For Villar-Durrani, success in treatment doesn’t mean only being clean. “A patient might still be using but they are making steps towards dealing with an issue that maybe they weren’t even aware that they had,” she said. “Family relationships, not being incarcerated, going to the referrals, improving their behavior, coming to sessions, these are all improvements. So the rate of success isn’t only not using.”
Today August lives in a shelter, Harlem Family Residence, with her two daughters of whom she obtained custody, and looks forward to having a job, as it’s her next step toward finding a home for her and her two daughters, but she said it’s hard to handle both of them on her own, and having a job will make it harder.

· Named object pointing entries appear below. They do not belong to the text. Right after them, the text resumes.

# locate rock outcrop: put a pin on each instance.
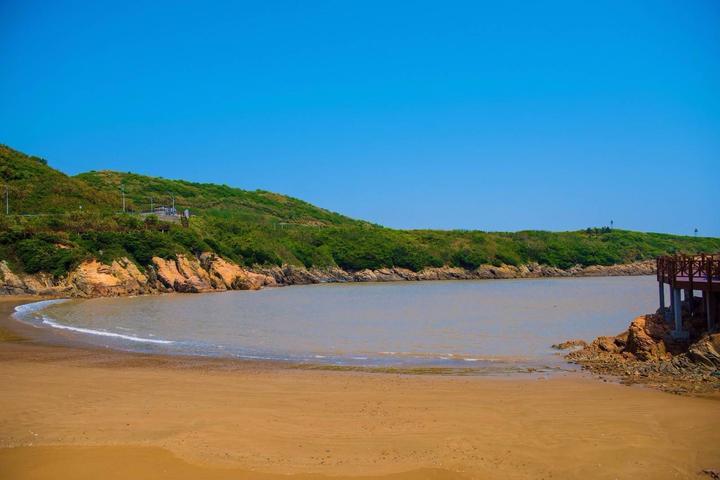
(646, 353)
(209, 272)
(122, 277)
(292, 275)
(94, 279)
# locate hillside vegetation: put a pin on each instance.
(263, 228)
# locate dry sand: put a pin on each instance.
(75, 413)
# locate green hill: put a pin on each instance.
(47, 230)
(34, 187)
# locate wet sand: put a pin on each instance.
(68, 412)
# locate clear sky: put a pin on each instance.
(482, 115)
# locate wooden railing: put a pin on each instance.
(694, 269)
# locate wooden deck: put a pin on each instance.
(690, 272)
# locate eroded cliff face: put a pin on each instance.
(122, 277)
(291, 275)
(209, 272)
(646, 353)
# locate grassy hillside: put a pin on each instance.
(34, 187)
(210, 199)
(264, 228)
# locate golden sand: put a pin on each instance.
(77, 413)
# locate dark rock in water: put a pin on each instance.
(570, 344)
(646, 353)
(706, 351)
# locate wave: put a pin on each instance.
(31, 311)
(48, 321)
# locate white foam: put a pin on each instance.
(89, 331)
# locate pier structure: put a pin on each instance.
(685, 275)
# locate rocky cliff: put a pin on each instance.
(122, 277)
(646, 353)
(209, 272)
(291, 275)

But she says having drugs out of her life is her priority. “It’s not really living [when you’re using], you’re just spending every second of the every day trying to find ways to get more drugs,” August said.
The fear of having her daughters taken away permanently was a big wake up call for August. “If I’m not healthy I won’t be able to take care of them [her daughters], I tell ACS all the time, even though they don’t believe me,” she said. “[In the beginning, she thought] I’m gonna end up either dead or in jail.”
But August has come a long way. “I’m proud of myself, I’ve come a long way, and I tell my mom and she’s like ‘you’re still not doing shit’ and I’m like, ‘I’m clean’ and that’s a big thing for me because, honestly, I never thought I was ever gonna stop getting high.”